Der Einsparzwang wuchs, als Sachsen sich nunmehr auch noch am
"Rettungspaket für die Banken" beteiligen musste. Auch hier kommen
auf Sachsen voraussichtlich gewaltige Forderungen zu, welche nur
entweder durch eine zusätzliche Schuldenaufnahme oder durch
Einsparungen im Haushalt kompensiert werden können.
Als wäre das alles nicht genug, ist Deutschland laut
veröffentlicher Wirtschaftsdaten nunmehr auch noch
in eine Rezession abgerutscht, was bedeutet, dass die Steuereinnahmen -
laut entsprechender Prognosen - in den nächsten Jahren drastisch
sinken werden.
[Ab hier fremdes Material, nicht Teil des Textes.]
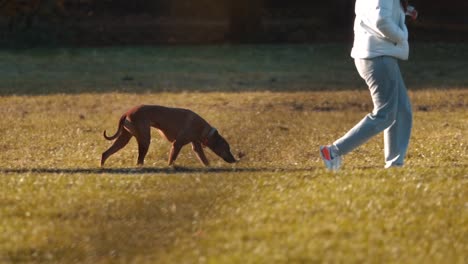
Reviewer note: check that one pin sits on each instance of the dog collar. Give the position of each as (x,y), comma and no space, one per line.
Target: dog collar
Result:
(210,134)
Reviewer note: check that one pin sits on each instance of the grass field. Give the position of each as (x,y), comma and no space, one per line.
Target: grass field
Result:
(275,105)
Dies betrifft den
Bund, die Länder und die Kommunen! Wenn jetzt an dem Motto "Sparen
statt neue Schulden" festgehalten wird, dürfte dies weitere
gravierende Einsparungen bedeuten. Wie sich dies auswirkt, spüren
bereits jetzt die Chemnitzer Ämter, welche entsprechend der
Vorgabe des
Finanz-Dezernenten derzeit Vorschläge und Vorlagen für
drastische Einsparungen in diesem und den nächsten Jahren vorlegen
sollen.
Die
Lehrer ...
In
den Jahren nach der Wende wurden seinerzeit unter dem Eindruck
gravierend
sinkender
Geburtenzahlen in nicht unerheblichen Maße Lehrerstellen
abgebaut. Auch die Lehrerausbildung wurde zunehmend beschränkt und
Lehrerstudienstandorte (z.B. Chemnitz) aufgeben.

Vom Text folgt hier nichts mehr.